European Chamber: Retain EU GSP+ for PH

The European Chamber of Commerce of the Philippines (ECCP) called for the retention of the Generalised Scheme of Preference Plus (GSP+) granted by the European Union (EU) to the country, in the wake of the EU Parliament’s recommendation to withdraw the trade arrangement.

“The European Chamber of Commerce of the Philippines  strongly calls for the retention of the GSP+ grant in the Philippines. Such a decision will result in massive social and economic repercussions to the Philippines, and will compromise the notable progress that the European Union and the Philippines have built over the years,” said ECCP president Nabil Francis.

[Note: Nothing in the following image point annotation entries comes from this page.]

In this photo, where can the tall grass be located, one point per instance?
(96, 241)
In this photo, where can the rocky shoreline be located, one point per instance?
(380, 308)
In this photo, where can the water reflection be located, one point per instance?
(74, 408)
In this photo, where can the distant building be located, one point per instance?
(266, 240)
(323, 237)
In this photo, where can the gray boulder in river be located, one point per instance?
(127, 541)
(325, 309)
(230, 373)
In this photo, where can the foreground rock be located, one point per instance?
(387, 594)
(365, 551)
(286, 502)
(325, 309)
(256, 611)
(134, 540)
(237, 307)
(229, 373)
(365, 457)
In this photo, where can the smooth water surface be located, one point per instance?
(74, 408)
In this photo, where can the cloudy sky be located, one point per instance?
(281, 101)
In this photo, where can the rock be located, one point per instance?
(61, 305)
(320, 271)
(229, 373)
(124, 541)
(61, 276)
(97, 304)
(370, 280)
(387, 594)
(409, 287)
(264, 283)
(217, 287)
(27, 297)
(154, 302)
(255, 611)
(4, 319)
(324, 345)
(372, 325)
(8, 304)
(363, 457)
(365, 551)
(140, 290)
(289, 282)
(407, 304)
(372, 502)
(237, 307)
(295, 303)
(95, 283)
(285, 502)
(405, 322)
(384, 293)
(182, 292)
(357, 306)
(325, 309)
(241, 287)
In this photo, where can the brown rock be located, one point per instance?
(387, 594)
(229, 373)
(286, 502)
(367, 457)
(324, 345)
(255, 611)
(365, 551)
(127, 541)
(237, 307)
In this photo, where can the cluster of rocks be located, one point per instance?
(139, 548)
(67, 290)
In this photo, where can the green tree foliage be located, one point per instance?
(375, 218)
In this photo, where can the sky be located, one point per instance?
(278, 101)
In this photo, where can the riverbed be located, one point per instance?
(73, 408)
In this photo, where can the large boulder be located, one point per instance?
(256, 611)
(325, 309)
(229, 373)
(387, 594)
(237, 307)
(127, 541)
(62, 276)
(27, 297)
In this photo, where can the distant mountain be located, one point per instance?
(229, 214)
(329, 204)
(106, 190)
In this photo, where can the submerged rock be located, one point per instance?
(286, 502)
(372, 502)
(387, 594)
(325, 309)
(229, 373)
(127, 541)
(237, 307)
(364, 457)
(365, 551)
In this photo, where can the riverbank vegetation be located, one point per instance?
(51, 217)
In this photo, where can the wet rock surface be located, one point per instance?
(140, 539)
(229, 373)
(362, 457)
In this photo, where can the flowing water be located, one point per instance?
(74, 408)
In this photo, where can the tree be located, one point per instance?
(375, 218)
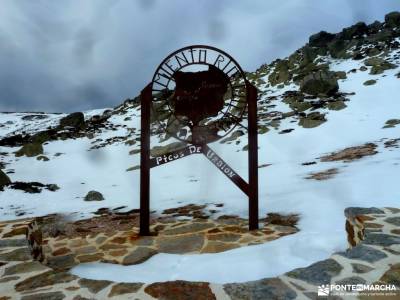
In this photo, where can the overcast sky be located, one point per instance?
(63, 56)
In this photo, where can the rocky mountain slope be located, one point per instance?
(328, 134)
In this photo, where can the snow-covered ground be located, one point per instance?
(371, 181)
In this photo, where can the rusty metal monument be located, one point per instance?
(198, 95)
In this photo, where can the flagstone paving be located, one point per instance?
(373, 257)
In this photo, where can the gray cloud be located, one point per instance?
(78, 55)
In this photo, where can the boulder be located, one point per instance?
(75, 120)
(321, 82)
(94, 196)
(392, 19)
(30, 150)
(4, 180)
(320, 39)
(356, 30)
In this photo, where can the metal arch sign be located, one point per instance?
(198, 95)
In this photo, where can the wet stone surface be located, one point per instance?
(272, 288)
(29, 279)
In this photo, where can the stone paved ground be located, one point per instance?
(374, 257)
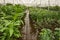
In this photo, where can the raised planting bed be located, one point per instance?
(47, 23)
(11, 21)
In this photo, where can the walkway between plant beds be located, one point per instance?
(26, 30)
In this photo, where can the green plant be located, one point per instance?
(57, 34)
(45, 34)
(11, 21)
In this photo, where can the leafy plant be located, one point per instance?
(10, 21)
(57, 34)
(45, 34)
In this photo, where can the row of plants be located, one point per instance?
(11, 19)
(53, 8)
(47, 34)
(47, 22)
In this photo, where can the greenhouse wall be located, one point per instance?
(33, 2)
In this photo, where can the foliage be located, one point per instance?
(57, 34)
(11, 21)
(45, 18)
(45, 34)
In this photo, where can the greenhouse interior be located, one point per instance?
(29, 19)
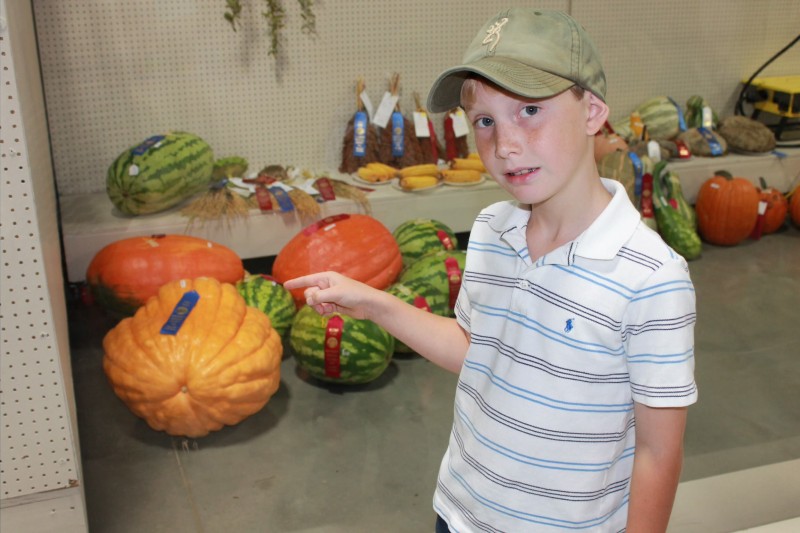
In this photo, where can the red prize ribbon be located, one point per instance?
(453, 279)
(333, 345)
(444, 238)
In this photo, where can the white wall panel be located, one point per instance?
(38, 430)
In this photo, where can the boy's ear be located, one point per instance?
(598, 114)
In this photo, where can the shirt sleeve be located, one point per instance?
(658, 335)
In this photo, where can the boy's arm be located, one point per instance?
(439, 339)
(656, 467)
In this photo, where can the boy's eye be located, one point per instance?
(530, 110)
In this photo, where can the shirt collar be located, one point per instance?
(602, 240)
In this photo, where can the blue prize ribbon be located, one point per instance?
(360, 134)
(283, 198)
(142, 148)
(681, 119)
(638, 172)
(713, 144)
(398, 135)
(180, 312)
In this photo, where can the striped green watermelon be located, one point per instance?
(419, 236)
(661, 117)
(338, 348)
(159, 173)
(437, 276)
(413, 296)
(267, 295)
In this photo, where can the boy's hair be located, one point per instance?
(468, 89)
(530, 52)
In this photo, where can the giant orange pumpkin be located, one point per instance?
(727, 209)
(357, 246)
(777, 207)
(125, 273)
(794, 206)
(217, 367)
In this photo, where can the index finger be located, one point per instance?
(311, 280)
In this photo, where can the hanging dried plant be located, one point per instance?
(309, 18)
(234, 11)
(275, 15)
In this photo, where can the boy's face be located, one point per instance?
(535, 148)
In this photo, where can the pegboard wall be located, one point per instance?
(38, 449)
(117, 72)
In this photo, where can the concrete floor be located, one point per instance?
(328, 459)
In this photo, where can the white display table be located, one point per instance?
(90, 221)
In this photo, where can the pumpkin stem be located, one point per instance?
(724, 173)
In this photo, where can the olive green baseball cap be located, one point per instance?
(531, 52)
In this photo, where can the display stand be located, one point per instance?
(90, 222)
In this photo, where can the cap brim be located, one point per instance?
(509, 74)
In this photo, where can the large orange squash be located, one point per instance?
(727, 209)
(794, 206)
(357, 246)
(221, 365)
(124, 274)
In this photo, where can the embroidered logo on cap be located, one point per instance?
(493, 34)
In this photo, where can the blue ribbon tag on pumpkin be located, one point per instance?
(681, 119)
(638, 173)
(360, 134)
(398, 134)
(282, 196)
(147, 144)
(180, 313)
(713, 144)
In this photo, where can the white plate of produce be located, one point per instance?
(396, 185)
(465, 183)
(362, 181)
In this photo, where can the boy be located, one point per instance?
(574, 319)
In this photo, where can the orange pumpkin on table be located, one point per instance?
(727, 209)
(216, 368)
(358, 246)
(794, 206)
(125, 273)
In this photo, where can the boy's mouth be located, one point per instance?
(520, 172)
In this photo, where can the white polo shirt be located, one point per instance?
(543, 432)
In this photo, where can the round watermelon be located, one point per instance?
(338, 348)
(420, 236)
(414, 296)
(267, 295)
(437, 276)
(159, 173)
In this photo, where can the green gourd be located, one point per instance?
(676, 230)
(671, 184)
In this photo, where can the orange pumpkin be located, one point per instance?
(794, 206)
(124, 274)
(727, 209)
(777, 207)
(221, 366)
(357, 246)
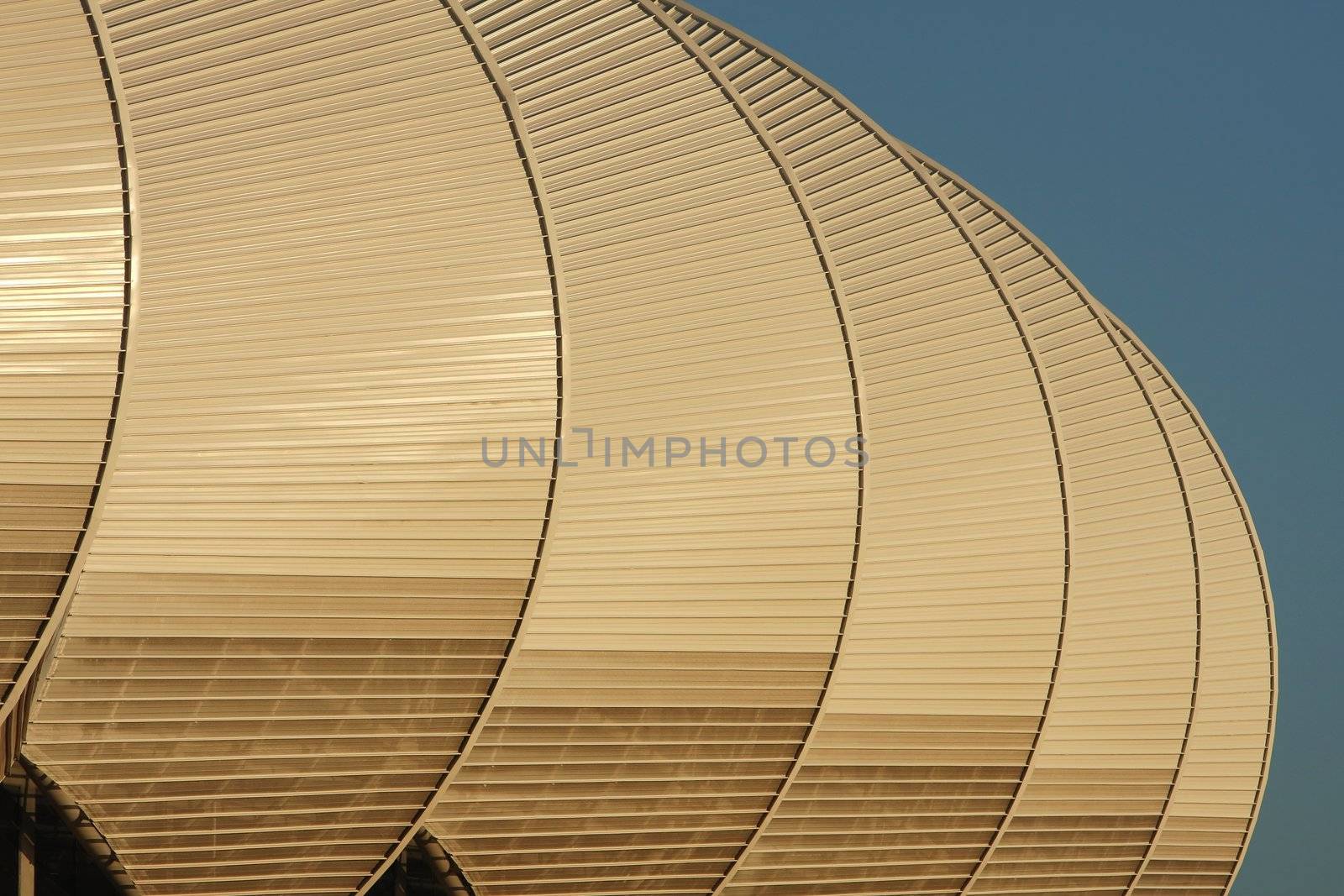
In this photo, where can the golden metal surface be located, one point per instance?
(275, 270)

Considering the EU is among the Philippines’ largest trading partner, Francis said removing the GSP+ will jeopardize jobs generated in both agriculture and manufacturing sectors.

Francis noted that Philippine exports to EU increased by 27 percent a year after the country qualified for GSP+, and revoking the benefits of GSP+ amid the Covid-19 pandemic “will also exacerbate the economic situation of the country,”

Under the EU GSP+ some 6,274 types of Philippine goods enter the EU market at zero tariff. In the 2018-2019 EU GSP+ report published earlier this year, the country’s utilization rate of the preferential trade arrangement is at 73.1 percent in 2018.

Earlier, the EU Delegation to the Philippines estimated too that around EUR 2 billion (P113 billion) or 25 percent of the country’s total exports to EU enter the trade bloc under GSP+.

Last week, EU lawmakers released a resolution calling on the EU Commission to initiate procedures to temporarily revoke the GSP+ status granted to the Philippines over the alleged “seriousness of the human rights violations” here.

The preferential trade arrangement provides that the Philippines must adhere to the 27 international conventions on human rights, labor rights, environmental protection, and good governance to continue enjoying the GSP+ benefits.

In an online media conference on August13 hosted by ECCP. Maurizio Cellini, head of Trade and Economic Affairs of the EU Delegation to the Philippines, said that the EU draws its “overall assessment on the basis of the whole picture” — looking at it in a global perspective and overall situation in the country.

Cellini’s comment refers to possible developments relative to the proposed restoration of the death penalty in the country, a human rights issue which was also flagged by the international community.

“GSP+ also depends on human rights issues, labor issues, environmental issues, good governance issues. We would like to look at the picture from a global angle,” he said, adding that the EU also considers the good development that sprout in these areas.

Meanwhile, a senior economist at Kuala Lumpur-based Juwai IQI Global said the Philippines can survive even if the EU decides to halt the GSP+ status grant.

“Juwai IQI Global chief economist Shan Saeed, in an e-mail message said: “The recent action of EU against Manila clearly indicates that EU has failed miserably in terms of economic outlook and wants to pursue myopic policies which are going to hurt European consumers more than Philippines consumers.”

“The Philippines can find new markets due to government efforts to maintain economic and growth outlook in positive mode despite the global macro-outlook that has become dubious,” he added.